I've come to understand the pattern's internal turbulence cannot be run 
apart from also running classic turbulence excepting for agate, which 
has the agate_turb keyword. Even with agate, if you make the mistake of 
specifying an actual turbulence vector value you'll see both internal 
value turbulence and regular spacial turbulence. Supposing you leave the 
turbulence vector at the default 0.0 by using only agate_turb, octaves, 
omega and lambda - the null spacial turbulence is still getting calculated!

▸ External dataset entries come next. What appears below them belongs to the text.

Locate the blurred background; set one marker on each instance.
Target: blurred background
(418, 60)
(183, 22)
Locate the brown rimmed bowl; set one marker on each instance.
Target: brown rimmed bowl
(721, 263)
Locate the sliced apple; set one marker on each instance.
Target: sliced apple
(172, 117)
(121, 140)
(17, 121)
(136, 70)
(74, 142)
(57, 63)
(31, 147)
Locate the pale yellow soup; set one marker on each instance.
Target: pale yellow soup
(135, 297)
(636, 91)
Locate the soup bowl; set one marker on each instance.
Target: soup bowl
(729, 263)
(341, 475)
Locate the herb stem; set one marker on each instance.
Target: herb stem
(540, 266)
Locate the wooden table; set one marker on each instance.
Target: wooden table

While news to me, I do not believe this is news to the v3.7 developers. 
There is in "struct ClassicTurbulence" a carefully set, but unused, 
handledByPattern boolean which was likely intended to skip the classic 
turbulence in the special turbulence patterns when running through the 
warp{} list. I checked v3.6 code and the value/spatial turbulence is 
tangled there too. I think the developers matched previous behavior.

In all but agate, the reason for the coupled value/spatial turbulence is 
the turbulence vector's value is being borrowed for what should be an 
independent agate_turb like keyword in all the patterns. For example, 
spiral2's pattern code has:

Turb = GetTurb(warps);
turb_val = Turb->Turbulence[X]*Turbulence(EPoint,Turb,GetNoiseGen(pThread));
//|||||||||||||||||

Aside: Yes, the EPoint as used in Turbulence could be better decoupled 
too.  As in providing an it_scale / it_offset vector options for 
starters, but perhaps such things are better left to the inbuilt 
functions. Not decided. I am leaning to enabling the it_scale keyword 
for special/value turbulence patterns, but we'll see.

Even if you carefully code say:

spiral1 1 turbulence <0.03,0,0>

to avoid y and z spatial turbulence, you get the x turbulence value as 
regular turbulence on top of the internal spiral1 pattern value turbulence.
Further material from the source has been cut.